Ballan’s infraction dates from the spring of 2009 and was first revealed by phone taps carried out by police during the Mantova-based investigation into the activities of pharmacist Guido Nigrelli and his links with the Lampre team.
During a hearing in Rome in January, Ballan claimed that he had not had a performance-enhancing blood transfusion in 2009, but had undergone ozone therapy in order to treat cytomegalovirus. CONI’s anti-doping tribunal rejected his argument, however, and banned him from competition until January 2016.
“I underwent ozone therapy at the time, but I was ill and I had been withheld from racing for 45 days by my team doctor,” Ballan told Tuttobici on Tuesday, confirming his appeal to CAS. “I’ll only say that the penalty inflicted on me is an enormity. I know that right is on my side and above all, I still believe in sporting justice.”

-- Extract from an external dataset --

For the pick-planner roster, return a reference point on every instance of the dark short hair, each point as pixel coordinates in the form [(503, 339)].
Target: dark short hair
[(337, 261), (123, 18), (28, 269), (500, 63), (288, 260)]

Ballan was the reigning world champion in 2009 but missed the classics and Giro d’Italia, citing cytomegalovirus. He returned to action in time to win the Tour of Poland in the summer, and then signed for BMC for the 2010 season.
Ballan’s implication in the Mantova inquiry was first made public in April 2010, and he was briefly withheld from racing by BMC on that occasion and once again in May 2011, when it was first publicly alleged that he had undergone a blood transfusion.
BMC terminated Ballan’s contract in January of this year following CONI’s decision to sanction him for a doping offence.
The Italian will be 36 years old by the time his ban comes to an end in 2016, but he told Tuttobici that he has already returned to training. “The bike has given me a lot and I still feel that I can give something,” Ballan said. “One thing is certain: I don’t want to leave a world that I love deeply in this way.”